The protagonists portrayed at the five production locations present insights into ways of alternative organizing and models of workers' control. Mechanisms and difficulties of self-organization are explained as well as the production processes. The portrayal of machine processes could be seen as a metaphor for the dream machine “Bolivarian process” and the hopes and desires it inspires among the workers.
The situation varies from factory to factory, the five factories share the common search for better models of production and life. This not only means concrete improvements for the workers. Aury Arocha, laboratory analyst at the ketchup factory “Tomates Guárico”, emphasizes that the difference between “social production companies” (EPS) and capitalist corporations is that the EPS “work for the community and society”. Carlos Lanz, president of the second largest aluminum factory in Venezuela, Alcasa, coins the key question: “How does a company push toward socialism within a capitalist framework?”

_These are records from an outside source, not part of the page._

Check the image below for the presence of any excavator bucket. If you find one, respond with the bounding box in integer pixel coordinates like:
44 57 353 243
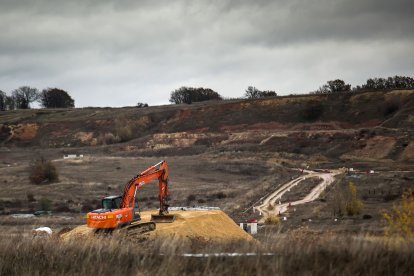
151 214 176 223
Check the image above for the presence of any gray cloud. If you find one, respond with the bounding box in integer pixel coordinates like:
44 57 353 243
0 0 413 107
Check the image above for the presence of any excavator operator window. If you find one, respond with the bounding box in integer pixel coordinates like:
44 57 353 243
114 197 122 209
102 196 122 210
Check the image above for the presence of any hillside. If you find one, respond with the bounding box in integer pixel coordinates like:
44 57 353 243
1 90 413 165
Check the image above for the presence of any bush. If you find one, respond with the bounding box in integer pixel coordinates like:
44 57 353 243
29 158 59 184
345 182 363 216
116 125 133 142
362 214 372 220
187 194 196 202
331 181 363 216
215 192 227 199
383 189 414 238
265 215 280 225
27 193 36 202
39 197 52 211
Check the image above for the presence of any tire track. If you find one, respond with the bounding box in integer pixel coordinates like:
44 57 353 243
255 169 343 222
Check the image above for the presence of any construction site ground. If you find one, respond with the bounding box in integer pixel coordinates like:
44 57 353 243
1 148 414 240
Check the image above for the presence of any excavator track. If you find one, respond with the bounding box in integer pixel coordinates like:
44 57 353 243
94 221 156 239
115 221 156 238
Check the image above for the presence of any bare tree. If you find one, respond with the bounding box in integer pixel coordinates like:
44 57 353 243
245 86 277 99
12 86 39 109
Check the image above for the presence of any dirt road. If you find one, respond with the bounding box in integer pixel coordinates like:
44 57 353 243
255 169 343 222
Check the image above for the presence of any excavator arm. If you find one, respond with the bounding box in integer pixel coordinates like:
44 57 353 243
120 160 170 216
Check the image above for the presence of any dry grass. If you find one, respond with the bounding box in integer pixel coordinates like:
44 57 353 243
0 232 412 275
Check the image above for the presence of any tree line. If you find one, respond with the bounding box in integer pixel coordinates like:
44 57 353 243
0 87 75 111
312 75 414 94
169 86 277 104
2 75 413 109
169 75 414 105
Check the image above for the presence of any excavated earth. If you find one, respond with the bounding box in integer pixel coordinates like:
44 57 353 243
61 210 252 242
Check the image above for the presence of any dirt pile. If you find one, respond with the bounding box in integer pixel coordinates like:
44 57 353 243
61 210 252 242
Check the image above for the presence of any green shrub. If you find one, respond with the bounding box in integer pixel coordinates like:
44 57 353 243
39 197 52 211
345 182 363 216
29 158 59 184
265 215 280 225
331 181 363 216
383 189 414 238
116 125 133 142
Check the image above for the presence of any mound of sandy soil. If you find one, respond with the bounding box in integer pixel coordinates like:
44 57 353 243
61 210 252 242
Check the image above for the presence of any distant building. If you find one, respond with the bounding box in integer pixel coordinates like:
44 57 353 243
63 154 84 159
239 222 257 235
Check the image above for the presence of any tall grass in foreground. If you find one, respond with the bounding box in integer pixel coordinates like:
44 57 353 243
0 232 413 276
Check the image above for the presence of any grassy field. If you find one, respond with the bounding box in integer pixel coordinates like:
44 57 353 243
0 232 412 275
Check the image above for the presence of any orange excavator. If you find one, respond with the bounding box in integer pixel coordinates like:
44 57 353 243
86 160 175 235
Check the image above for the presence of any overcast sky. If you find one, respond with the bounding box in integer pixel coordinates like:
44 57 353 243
1 0 413 107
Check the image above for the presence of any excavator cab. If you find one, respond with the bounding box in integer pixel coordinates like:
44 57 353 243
102 196 122 210
101 195 141 220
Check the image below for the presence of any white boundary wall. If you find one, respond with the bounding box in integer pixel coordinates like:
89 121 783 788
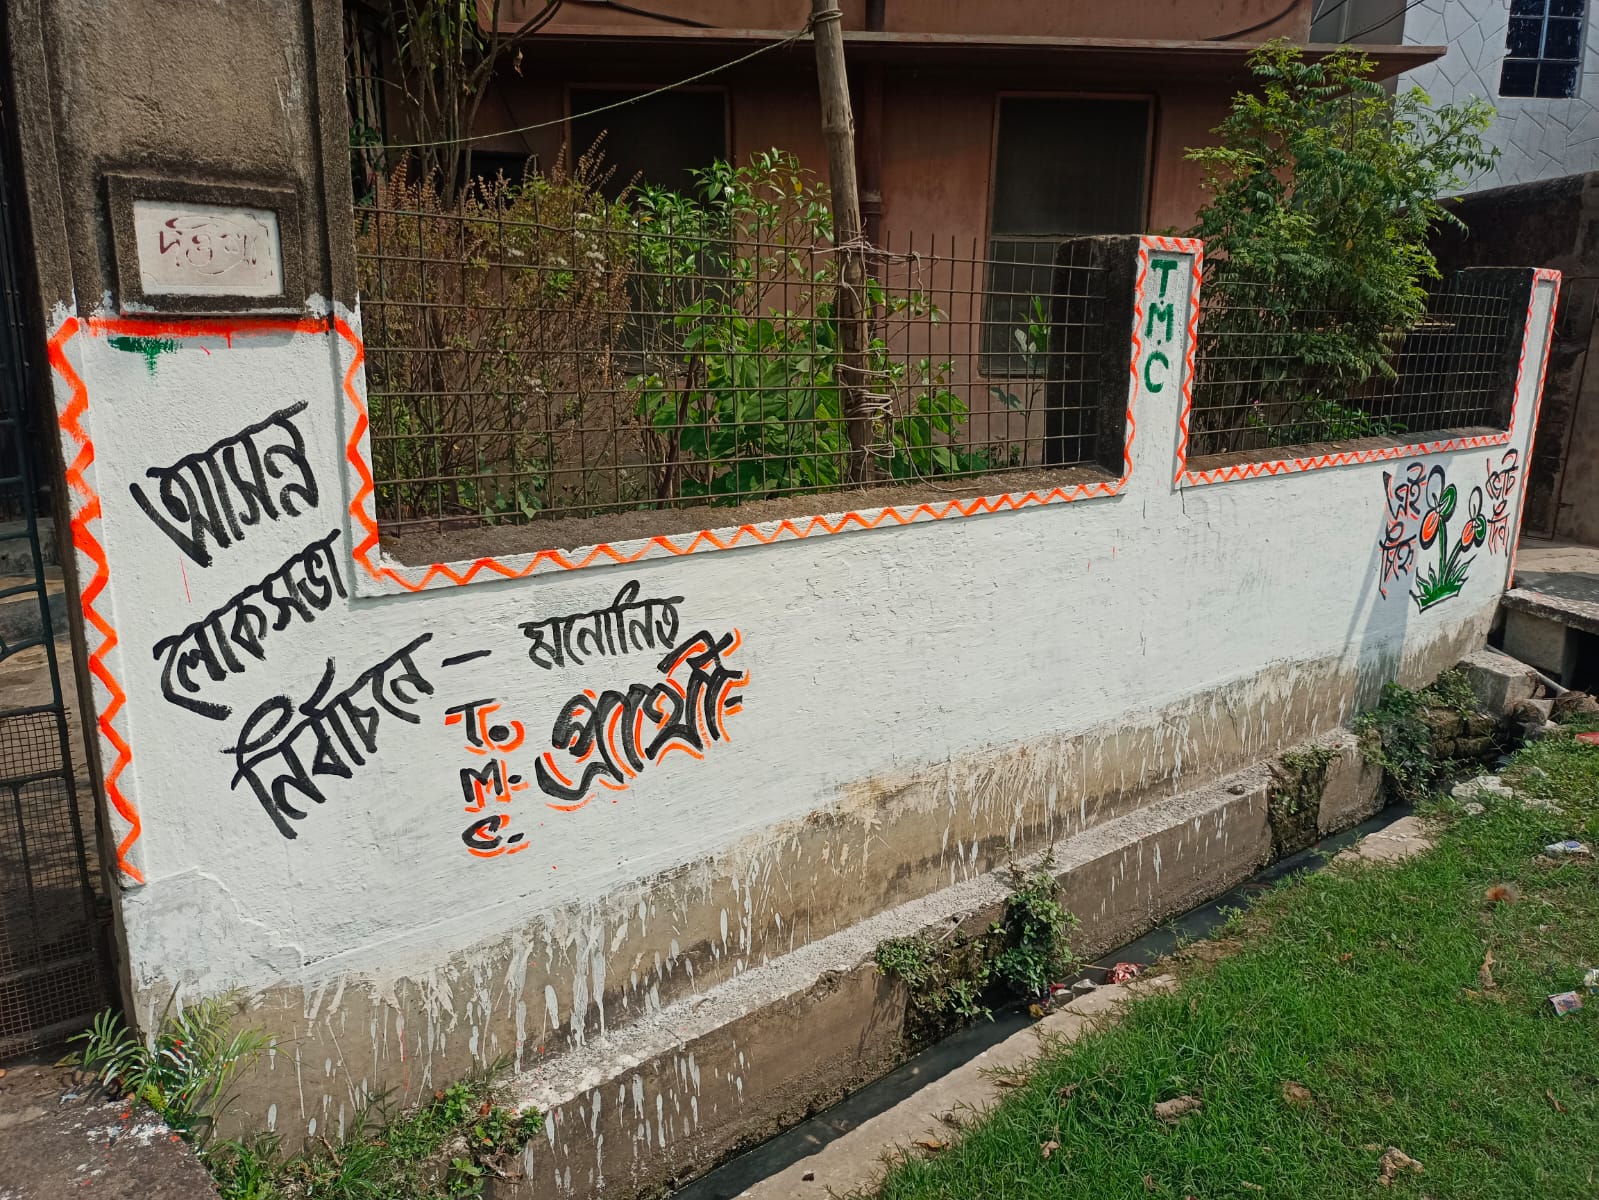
45 242 1557 1126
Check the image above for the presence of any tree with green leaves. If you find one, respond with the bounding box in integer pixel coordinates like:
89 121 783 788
366 0 564 197
1186 42 1497 447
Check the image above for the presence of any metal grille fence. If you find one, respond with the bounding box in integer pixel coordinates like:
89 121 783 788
354 175 1109 538
1186 270 1524 458
0 711 101 1056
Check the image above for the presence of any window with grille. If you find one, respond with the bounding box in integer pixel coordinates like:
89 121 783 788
1500 0 1586 99
982 96 1150 375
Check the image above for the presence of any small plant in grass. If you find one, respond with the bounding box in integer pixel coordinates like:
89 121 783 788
61 997 269 1146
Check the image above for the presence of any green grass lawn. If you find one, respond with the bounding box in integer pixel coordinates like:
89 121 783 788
871 730 1599 1199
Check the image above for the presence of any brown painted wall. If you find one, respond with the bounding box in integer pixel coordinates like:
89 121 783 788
471 74 1233 243
525 0 1311 41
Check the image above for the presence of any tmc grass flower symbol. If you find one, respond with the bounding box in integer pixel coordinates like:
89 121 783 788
1412 476 1486 612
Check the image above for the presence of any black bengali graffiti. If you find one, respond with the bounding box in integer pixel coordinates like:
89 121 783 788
1484 449 1521 554
130 401 318 567
223 634 434 838
520 580 683 671
151 529 346 720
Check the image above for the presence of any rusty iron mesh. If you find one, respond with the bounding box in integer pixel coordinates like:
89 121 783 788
0 710 102 1056
353 198 1109 536
1186 271 1524 459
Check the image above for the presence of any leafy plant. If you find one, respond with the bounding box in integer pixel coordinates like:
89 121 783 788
61 998 269 1145
1187 41 1497 451
1355 670 1489 801
356 151 636 524
991 866 1078 997
207 1072 544 1200
988 296 1052 417
631 150 995 507
876 865 1078 1046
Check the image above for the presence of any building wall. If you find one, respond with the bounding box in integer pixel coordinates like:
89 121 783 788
9 0 1558 1187
527 0 1312 42
1402 0 1599 190
470 74 1231 250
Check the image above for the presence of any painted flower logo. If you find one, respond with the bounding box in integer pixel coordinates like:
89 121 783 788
1412 480 1487 612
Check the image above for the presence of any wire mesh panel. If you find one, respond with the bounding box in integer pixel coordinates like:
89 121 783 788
354 175 1110 540
0 711 102 1055
0 84 106 1057
1187 270 1525 458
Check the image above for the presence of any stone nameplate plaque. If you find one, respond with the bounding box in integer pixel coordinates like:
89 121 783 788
130 199 283 297
107 175 303 314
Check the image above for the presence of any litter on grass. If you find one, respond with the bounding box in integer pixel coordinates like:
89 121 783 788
1549 991 1585 1016
1543 840 1592 857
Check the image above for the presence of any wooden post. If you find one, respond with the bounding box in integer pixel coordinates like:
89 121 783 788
809 0 873 484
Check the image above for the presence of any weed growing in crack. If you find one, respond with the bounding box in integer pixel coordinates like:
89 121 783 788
206 1068 544 1199
876 864 1078 1046
61 995 269 1146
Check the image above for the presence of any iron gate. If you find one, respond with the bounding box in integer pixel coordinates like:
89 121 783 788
0 78 107 1057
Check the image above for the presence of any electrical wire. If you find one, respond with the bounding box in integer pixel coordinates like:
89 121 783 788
572 0 715 28
369 21 813 153
1212 0 1304 41
1341 0 1436 45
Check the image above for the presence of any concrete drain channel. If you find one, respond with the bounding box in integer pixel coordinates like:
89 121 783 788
672 802 1416 1199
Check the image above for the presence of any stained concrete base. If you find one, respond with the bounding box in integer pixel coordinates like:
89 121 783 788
0 1057 215 1199
1314 730 1384 835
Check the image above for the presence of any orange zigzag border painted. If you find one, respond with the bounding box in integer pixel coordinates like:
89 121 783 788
335 231 1180 594
1173 267 1561 487
48 318 143 885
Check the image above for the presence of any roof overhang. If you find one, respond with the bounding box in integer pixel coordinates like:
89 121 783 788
512 27 1445 85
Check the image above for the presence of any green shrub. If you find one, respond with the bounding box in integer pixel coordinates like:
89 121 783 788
1187 41 1497 449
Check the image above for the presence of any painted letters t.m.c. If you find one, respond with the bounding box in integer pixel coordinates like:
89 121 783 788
1141 258 1179 394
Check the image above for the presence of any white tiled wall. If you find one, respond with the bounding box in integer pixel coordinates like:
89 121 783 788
1402 0 1599 189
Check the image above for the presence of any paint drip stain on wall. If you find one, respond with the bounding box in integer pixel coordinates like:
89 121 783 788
107 333 178 374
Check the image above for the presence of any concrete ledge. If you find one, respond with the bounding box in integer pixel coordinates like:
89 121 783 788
505 772 1272 1199
1315 730 1384 835
1457 644 1542 713
1502 586 1599 638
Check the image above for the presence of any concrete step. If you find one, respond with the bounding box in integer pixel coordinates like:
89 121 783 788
0 1056 217 1200
0 569 69 657
498 739 1380 1200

The film ends with an extended sequence from a management meeting at Alcasa, a company with 2.700 workers, with discussions about their co-management and the changes of production relations they aspire towards.
The film is originally in Spanish and available with German or English subtitles (from May 2006 onwards).
The English version “5 Factories–Workers’ Control in Venezuela” as an installation version with six video projections from March 26 to May 28, 2006 will open the Matrix series “Now-Time Venezuela: Media Along the Path of the Bolivarian Process” at the Berkeley Art Museum (U.S.A.). The program curated by Chris Gilbert consists of six solo exhibitions.